From family reunions and holidays to backyard barbecues and friendly potlucks, wherever people gather for fun and merrymaking, you are bound to find less-than-keto-friendly options that are calling your name. Whether you fall prey to your Nana’s famous biscuits, give yourself the freedom to take in the whole Thanksgiving spread, or just feel like ordering a pizza, remember to focus on the fact that it’s possible to recover from cheating on keto.

Because of the sugar and insulin spike your body goes through when you take in more carbs, it’s likely that a cheat meal (or a cheat week) will come along with a few negatives. Many people will experience some undesirable side effects from cheating on keto that can include everything from food cravings and uncomfortable bloating, to a foggy head and a dip in energy. All of these symptoms are perfectly normal and are able to be corrected provided you follow some important recovery tips. 

Is Cheating on Keto Okay?

So, is it even okay to indulge in a cheat day? If you are keto-adapted (or fat-adapted), meaning that your body’s cells are using ketones as fuel as opposed to glucose, and you’ve been consistently restricting the intake of carbohydrates and sugars for between 6-8 weeks, your body will actually respond to the sugar of a cheat meal in a much more positive way. While your blood sugar will rise from a cheat meal, your keto-adapted body is much better at regulating it down again and you will likely not be knocked out of ketosis depending on how crazy you get.

However, the opposite is true for those who are just beginning their keto journey. If you have been on a path of consistently lowering the amount of carbs you’re eating, but you cheat before the body is truly keto-adapted, your body will have a much more difficult time rebounding from those carb-heavy cheats, and you may be knocked out of ketosis completely. 

Consider the original phase of keto as a ‘learning phase’ for your body, where your body is reorganizing itself to metabolize ketone bodies, rather than glucose.

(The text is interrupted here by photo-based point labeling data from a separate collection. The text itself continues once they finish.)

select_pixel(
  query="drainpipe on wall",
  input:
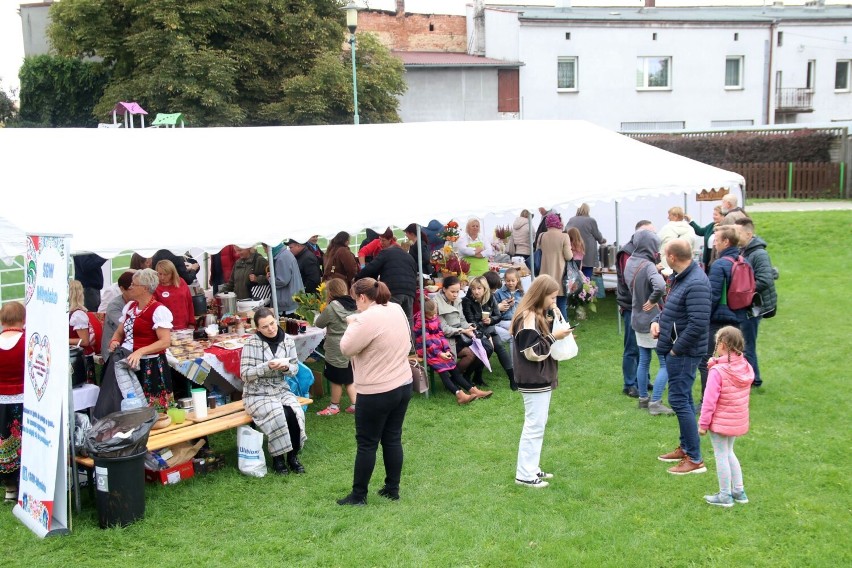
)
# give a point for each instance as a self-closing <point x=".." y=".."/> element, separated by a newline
<point x="770" y="96"/>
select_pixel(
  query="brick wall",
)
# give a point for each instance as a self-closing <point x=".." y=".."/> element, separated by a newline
<point x="411" y="32"/>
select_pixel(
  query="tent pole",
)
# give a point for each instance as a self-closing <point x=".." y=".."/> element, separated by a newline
<point x="617" y="242"/>
<point x="419" y="244"/>
<point x="271" y="265"/>
<point x="532" y="248"/>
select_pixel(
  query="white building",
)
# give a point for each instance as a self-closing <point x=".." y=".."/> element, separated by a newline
<point x="674" y="68"/>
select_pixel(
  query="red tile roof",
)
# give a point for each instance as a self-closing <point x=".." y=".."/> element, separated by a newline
<point x="446" y="59"/>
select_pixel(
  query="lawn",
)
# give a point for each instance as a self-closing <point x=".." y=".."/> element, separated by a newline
<point x="611" y="504"/>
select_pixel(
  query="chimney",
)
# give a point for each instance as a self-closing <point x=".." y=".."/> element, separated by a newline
<point x="478" y="42"/>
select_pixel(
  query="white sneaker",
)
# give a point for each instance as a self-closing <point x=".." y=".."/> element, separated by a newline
<point x="537" y="483"/>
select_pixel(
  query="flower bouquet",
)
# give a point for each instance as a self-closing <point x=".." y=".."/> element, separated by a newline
<point x="310" y="303"/>
<point x="585" y="297"/>
<point x="447" y="262"/>
<point x="450" y="232"/>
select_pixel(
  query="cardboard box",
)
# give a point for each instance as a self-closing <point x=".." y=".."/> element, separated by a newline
<point x="171" y="475"/>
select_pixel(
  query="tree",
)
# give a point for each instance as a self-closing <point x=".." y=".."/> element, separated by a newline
<point x="60" y="91"/>
<point x="7" y="106"/>
<point x="324" y="94"/>
<point x="220" y="62"/>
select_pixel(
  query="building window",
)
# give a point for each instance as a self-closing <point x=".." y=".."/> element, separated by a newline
<point x="841" y="75"/>
<point x="734" y="72"/>
<point x="653" y="73"/>
<point x="508" y="90"/>
<point x="566" y="74"/>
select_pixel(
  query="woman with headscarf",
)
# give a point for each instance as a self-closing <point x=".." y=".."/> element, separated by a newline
<point x="555" y="248"/>
<point x="267" y="359"/>
<point x="338" y="368"/>
<point x="521" y="235"/>
<point x="473" y="248"/>
<point x="82" y="332"/>
<point x="174" y="293"/>
<point x="143" y="337"/>
<point x="12" y="360"/>
<point x="377" y="340"/>
<point x="592" y="236"/>
<point x="339" y="260"/>
<point x="420" y="243"/>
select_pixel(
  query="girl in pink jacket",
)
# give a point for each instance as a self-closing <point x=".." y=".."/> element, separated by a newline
<point x="724" y="413"/>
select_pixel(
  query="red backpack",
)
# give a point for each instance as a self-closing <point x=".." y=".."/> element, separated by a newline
<point x="738" y="292"/>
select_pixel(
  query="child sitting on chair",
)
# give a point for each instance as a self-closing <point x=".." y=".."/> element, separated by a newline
<point x="439" y="356"/>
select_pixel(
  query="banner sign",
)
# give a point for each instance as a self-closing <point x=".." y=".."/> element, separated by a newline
<point x="43" y="494"/>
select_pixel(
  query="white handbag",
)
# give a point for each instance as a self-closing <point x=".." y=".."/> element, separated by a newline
<point x="565" y="348"/>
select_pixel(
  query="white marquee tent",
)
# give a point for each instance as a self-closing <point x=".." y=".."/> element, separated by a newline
<point x="203" y="188"/>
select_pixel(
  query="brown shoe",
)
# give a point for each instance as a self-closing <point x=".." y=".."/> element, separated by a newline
<point x="475" y="391"/>
<point x="674" y="456"/>
<point x="687" y="466"/>
<point x="463" y="398"/>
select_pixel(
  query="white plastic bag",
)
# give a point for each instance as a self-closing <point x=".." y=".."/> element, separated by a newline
<point x="565" y="348"/>
<point x="252" y="460"/>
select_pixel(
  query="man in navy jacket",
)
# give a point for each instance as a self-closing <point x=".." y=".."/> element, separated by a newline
<point x="681" y="330"/>
<point x="726" y="242"/>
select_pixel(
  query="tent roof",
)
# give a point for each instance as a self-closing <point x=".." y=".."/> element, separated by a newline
<point x="167" y="119"/>
<point x="131" y="107"/>
<point x="208" y="187"/>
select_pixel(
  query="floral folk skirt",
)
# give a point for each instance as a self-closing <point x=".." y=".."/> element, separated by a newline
<point x="155" y="377"/>
<point x="11" y="419"/>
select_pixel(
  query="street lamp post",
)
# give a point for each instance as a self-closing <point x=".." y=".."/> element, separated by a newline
<point x="351" y="10"/>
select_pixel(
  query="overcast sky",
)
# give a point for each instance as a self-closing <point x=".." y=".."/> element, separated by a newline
<point x="12" y="48"/>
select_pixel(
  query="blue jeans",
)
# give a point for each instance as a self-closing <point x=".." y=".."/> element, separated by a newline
<point x="660" y="381"/>
<point x="562" y="304"/>
<point x="630" y="359"/>
<point x="749" y="329"/>
<point x="643" y="377"/>
<point x="681" y="370"/>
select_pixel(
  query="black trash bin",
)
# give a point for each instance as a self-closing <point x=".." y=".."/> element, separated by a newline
<point x="120" y="489"/>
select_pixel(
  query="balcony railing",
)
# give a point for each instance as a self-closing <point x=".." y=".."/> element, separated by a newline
<point x="794" y="100"/>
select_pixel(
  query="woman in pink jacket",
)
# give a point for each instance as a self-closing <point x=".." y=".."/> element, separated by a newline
<point x="377" y="341"/>
<point x="724" y="413"/>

During this preliminary phase, where you are establishing ketosis, it is much more beneficial to resist any urges to cheat. Cheating before your body is fat adjusted can also bring on the keto flu all over again, something that is best avoided.

Get Back on Track

You’ve taken a detour on the keto path (it happens to the best of us!), so whether it was intentional or not, now you need a little help to get back on track. Luckily, there are a number of recovery tips that will help you curb those sugar cravings and gently push your body’s metabolism back into ketosis. 

Here are six recovery tips to use following a cheat meal. 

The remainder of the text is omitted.